Trafik kazası sonucu sakat kalan insanlar sakatlığın etkisiyle ekonomik kayıpları haricinde sosyal hayatlarından kaynaklı (rahat yürüyeme, ev işlerini yapamama vs) kayıpları da söz konusudur. Ülkemizde trafik sigortası kapsamında sadece kişinin iş hayatına ilişkin ekonomik kayıpları ödenmektedir. Ancak trafik kazalarında sakatlık tespiti için özel bir mevzuat olmadığından, kaza/sözleşme tarihinde yürürlükte olan hükümlere göre, 11/10/2008 tarihinde önce ise Sosyal Sigortalar Sağlık İşlemleri Tüzüğü, 11/10/2008 tarihi ile 01/09/2013 tarihleri arasında ise Çalışma Gücü ve Meslekte Kazanma Gücü Kaybı Oranı Tespit İşlemleri Yönetmeliği, 01/09/2013 tarihinden sonra ise Maluliyet Tespiti İşlemleri Yönetmeliği ve 01.06.2015 tarihinden günümüze kadar ise Erişkinler İçin Engellilik Değerlendirmesi Hakkında Yönetmelik ve Çocuklar İçin Özel Gereksinim Değerlendirmesi Hakkında Yönetmelik uygulanmıştır. Söz konusu Erişkinler İçin Engellilik Değerlendirmesi Hakkında Yönetmeliği Devlet’in SGK kapsamında sakatlık tazminatı, maluliyet maaşı vs için Devlet bütçesi imkanları ve yapılabilecek suiistimaller de dikkate alınarak muhafazakar bir anlayışla kaleme alındığı düşünülmektedir. Oysa trafik kazası sonucu çalışma hayatı etkisiyle bütün ekonomik kayıpların sorumluluk hukuku kapsamında ödenmesi gerekmektedir. Bu kapsamda Maluliyet Tespiti İşlemleri Yönetmeliği hükümlerine uygun alınacak raporların trafik kazaları için daha doğru raporlar olduğu düşünülmektedir.
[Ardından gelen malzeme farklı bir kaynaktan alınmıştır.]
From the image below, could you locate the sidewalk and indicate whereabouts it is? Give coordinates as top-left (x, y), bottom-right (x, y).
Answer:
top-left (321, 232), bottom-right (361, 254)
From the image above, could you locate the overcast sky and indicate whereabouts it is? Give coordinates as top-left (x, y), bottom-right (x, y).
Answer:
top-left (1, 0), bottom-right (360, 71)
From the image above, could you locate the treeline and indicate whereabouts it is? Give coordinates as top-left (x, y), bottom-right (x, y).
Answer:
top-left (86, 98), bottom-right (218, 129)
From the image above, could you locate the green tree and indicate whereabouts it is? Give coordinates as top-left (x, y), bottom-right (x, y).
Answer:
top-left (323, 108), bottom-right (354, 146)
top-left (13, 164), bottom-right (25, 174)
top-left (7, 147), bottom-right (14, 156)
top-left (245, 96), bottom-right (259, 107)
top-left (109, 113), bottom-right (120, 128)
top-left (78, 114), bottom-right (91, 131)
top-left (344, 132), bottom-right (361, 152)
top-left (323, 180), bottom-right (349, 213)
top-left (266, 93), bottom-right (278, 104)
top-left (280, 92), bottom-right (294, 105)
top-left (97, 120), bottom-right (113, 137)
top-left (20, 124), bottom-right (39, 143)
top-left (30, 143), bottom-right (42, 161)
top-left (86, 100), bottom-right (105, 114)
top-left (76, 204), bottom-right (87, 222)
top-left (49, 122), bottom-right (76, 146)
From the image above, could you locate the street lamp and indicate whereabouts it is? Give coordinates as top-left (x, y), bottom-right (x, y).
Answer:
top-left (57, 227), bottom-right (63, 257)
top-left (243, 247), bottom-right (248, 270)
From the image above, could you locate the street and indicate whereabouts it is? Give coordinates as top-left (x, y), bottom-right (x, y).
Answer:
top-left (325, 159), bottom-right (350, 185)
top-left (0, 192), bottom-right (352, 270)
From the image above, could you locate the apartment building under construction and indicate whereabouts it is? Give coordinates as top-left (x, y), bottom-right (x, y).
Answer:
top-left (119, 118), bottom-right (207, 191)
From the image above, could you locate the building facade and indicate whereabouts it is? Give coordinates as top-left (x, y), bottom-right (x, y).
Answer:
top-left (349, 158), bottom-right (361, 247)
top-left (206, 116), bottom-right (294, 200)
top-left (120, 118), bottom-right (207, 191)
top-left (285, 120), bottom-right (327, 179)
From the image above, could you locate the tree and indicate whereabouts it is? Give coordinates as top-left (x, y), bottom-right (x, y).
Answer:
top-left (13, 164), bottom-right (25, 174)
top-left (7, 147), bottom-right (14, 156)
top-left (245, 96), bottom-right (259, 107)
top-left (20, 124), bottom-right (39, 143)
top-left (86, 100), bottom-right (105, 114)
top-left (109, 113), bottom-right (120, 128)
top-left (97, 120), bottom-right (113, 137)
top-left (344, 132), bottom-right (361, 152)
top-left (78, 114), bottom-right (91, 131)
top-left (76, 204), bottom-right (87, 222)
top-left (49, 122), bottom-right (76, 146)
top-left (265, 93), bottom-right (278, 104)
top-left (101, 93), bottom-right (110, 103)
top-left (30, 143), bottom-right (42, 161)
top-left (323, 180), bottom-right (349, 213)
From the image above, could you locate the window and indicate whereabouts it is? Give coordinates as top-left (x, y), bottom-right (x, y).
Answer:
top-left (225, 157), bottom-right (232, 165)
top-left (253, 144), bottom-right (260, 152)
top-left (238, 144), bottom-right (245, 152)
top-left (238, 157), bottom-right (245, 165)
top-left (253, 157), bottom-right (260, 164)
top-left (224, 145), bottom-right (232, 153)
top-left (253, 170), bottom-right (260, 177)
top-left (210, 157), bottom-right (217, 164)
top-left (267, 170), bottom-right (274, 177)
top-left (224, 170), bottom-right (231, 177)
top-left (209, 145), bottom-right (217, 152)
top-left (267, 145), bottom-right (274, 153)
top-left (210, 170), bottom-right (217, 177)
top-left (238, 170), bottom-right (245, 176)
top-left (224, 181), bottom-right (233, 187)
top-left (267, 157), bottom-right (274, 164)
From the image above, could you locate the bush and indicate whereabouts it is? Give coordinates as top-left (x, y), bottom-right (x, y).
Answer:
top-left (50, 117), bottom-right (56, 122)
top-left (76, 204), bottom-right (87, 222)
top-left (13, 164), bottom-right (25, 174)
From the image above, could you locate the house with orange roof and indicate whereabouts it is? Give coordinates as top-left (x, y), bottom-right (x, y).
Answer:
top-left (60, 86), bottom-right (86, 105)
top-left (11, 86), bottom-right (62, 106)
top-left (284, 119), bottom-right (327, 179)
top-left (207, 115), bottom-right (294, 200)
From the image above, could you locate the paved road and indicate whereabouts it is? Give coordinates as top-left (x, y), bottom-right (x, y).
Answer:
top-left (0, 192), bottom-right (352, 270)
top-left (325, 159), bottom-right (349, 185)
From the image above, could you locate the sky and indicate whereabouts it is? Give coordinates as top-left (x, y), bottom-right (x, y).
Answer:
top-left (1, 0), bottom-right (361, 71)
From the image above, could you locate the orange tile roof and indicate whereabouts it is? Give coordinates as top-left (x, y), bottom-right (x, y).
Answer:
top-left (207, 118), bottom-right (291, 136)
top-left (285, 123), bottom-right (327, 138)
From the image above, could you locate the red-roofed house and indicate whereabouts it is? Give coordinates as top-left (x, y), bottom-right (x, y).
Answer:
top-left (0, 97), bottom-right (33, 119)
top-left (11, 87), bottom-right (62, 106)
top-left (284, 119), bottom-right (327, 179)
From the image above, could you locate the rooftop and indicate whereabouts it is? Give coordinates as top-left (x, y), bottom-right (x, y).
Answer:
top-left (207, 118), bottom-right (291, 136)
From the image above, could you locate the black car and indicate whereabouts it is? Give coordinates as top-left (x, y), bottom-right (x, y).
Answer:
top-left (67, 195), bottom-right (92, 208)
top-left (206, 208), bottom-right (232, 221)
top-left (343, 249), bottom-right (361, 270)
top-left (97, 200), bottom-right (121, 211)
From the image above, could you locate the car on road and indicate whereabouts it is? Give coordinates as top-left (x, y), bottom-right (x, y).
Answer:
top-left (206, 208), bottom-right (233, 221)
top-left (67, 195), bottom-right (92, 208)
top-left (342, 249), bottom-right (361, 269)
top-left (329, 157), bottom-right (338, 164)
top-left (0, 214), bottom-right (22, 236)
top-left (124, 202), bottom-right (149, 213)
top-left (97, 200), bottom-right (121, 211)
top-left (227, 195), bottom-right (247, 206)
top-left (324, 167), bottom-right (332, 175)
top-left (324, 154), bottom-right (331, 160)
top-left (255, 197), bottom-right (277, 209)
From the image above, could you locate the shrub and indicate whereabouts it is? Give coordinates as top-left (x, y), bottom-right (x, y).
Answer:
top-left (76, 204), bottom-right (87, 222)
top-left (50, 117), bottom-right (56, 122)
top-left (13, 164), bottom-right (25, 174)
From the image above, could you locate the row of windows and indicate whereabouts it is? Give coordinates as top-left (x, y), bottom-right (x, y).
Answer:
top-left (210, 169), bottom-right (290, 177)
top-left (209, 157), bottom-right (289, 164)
5) Zarar Görenin Sigortacıya İnceleme İmkanı Verme Yükümlülüğü
Yukarıda verilen TTK’nin 1475’nci maddesinin atıf yaptığı 1427’nci maddesinde sigortacının tazminat ödeme şekli, borcunu yerine getirmek için doğal olarak yaptırılacak araştırmalarını belirli süre içinde bitirmesi ve avans ödeme şartları öngörülmüştür.
“e) Tazminat ödeme borcu
aa) Genel olarak
MADDE 1427 – (1) Aynen tazmine ilişkin sözleşme yoksa sigorta tazminatı nakden ödenir.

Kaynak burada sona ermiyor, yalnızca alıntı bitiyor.